I divide RAG pipelines to be a three step process - 1.) Chunking 2.)Vectordb and persistence 3.) Output Generation

Creating right chunks for specific use cases is the most important part in getting accurate answers. Work is required around this part. To persist data we are using sqlitedb. Other databases like in-memory or Postgresql can also be used. For indexing the vectors and performing vector search we are using faiss db. We can also use different sentence transformers model to see the difference in accuracy according to our use case.

RAG

For the project under RAG is a implenetation of the piepline with native python modules. This gives us a lot of control over our pipeline and prevents us from using any bloated python SDKs. Here we can clearly understand and control our chain and retrievals, set prompts easily, see the right chunk(context) of data being passed and modify those according to our needs.

GETTING STARTED

Clone the repo. -

git clone https://github.com/abhinav23484/GenAI.git 

CD to RAG -

CD RAG

Create an environment -

python -m venv path-to-project_dir/GenAI/RAG/venv 

Activate the environment -

source venv/bin/activate 

Install dependencies -

pip install requirements.txt 

Run it as an endpoint -

uvicorn main:app --reload 

The endpoint can be tested at - http://127.0.0.1:8000/docs

Example run - (The document/dataset used here is RAG/datasets/bitcoin.pdf) Screenshot

Here the model is loaded using ctransformers.

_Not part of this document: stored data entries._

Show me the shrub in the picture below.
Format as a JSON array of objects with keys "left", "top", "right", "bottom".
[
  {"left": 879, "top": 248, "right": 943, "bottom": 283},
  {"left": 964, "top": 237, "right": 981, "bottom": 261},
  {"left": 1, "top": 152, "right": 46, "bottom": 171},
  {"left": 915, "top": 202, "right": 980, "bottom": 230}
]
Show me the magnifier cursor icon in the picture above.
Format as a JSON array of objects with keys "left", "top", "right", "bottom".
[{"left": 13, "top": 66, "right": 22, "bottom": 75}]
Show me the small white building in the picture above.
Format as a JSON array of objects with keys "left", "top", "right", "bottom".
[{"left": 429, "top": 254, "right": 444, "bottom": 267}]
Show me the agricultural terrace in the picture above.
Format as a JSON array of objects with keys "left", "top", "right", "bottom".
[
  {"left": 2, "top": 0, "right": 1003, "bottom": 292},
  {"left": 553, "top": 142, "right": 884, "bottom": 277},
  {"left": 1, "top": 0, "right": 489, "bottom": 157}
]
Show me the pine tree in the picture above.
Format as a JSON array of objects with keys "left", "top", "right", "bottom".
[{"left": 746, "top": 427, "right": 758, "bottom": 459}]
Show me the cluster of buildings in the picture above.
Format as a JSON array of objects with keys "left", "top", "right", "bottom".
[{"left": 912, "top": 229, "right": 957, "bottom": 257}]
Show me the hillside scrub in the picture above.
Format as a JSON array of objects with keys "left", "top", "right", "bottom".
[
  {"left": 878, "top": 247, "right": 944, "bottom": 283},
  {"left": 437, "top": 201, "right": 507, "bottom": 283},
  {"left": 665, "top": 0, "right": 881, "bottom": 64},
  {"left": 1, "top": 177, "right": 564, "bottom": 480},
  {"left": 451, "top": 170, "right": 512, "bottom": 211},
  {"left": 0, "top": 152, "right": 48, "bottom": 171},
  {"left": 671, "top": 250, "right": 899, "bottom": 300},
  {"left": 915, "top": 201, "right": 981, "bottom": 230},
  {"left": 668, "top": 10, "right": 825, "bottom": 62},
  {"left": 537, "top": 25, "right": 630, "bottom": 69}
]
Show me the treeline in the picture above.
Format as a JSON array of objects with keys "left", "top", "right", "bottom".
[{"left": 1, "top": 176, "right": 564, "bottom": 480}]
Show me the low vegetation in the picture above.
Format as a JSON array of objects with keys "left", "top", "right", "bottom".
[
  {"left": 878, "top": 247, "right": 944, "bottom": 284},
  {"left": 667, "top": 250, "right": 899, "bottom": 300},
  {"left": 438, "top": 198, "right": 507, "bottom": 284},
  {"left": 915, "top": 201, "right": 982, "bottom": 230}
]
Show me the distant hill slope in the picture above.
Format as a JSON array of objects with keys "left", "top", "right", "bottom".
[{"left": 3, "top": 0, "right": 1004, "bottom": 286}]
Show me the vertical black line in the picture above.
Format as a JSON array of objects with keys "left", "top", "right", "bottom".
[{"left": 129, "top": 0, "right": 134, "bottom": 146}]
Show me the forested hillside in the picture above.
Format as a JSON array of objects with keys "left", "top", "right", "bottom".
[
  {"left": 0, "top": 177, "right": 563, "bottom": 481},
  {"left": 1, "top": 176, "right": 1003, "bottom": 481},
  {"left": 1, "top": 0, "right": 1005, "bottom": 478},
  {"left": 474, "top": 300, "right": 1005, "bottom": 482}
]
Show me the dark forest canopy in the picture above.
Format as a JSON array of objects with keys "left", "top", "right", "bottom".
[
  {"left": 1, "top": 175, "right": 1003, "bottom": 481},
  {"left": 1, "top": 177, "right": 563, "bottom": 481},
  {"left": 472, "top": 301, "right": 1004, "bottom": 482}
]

Ctransformers The model parameters are : -

Config
Parameter Type Description Default
top_k int The top-k value to use for sampling. 40
top_p float The top-p value to use for sampling. 0.95
temperature float The temperature to use for sampling. 0.8
repetition_penalty float The repetition penalty to use for sampling. 1.1
last_n_tokens int The number of last tokens to use for repetition penalty. 64
seed int The seed value to use for sampling tokens. -1
max_new_tokens int The maximum number of new tokens to generate. 256
stop List[str] A list of sequences to stop generation when encountered. None
stream bool Whether to stream the generated text. False
reset bool Whether to reset the model state before generating text. True
batch_size int The batch size to use for evaluating tokens in a single prompt. 8
threads int The number of threads to use for evaluating tokens. -1
context_length int The maximum context length to use. -1
gpu_layers int The number of layers to run on GPU. 0

In a simlilar way the model can be loaded using llamaindex or llamacpp or using transformers itself depending on the available infrastructure.

The fastAPI host and port can be configured -

uvicorn main:app --host 0.0.0.0 --port 80

Now this endpoint can be used to deploy and integrate it with other UI applications.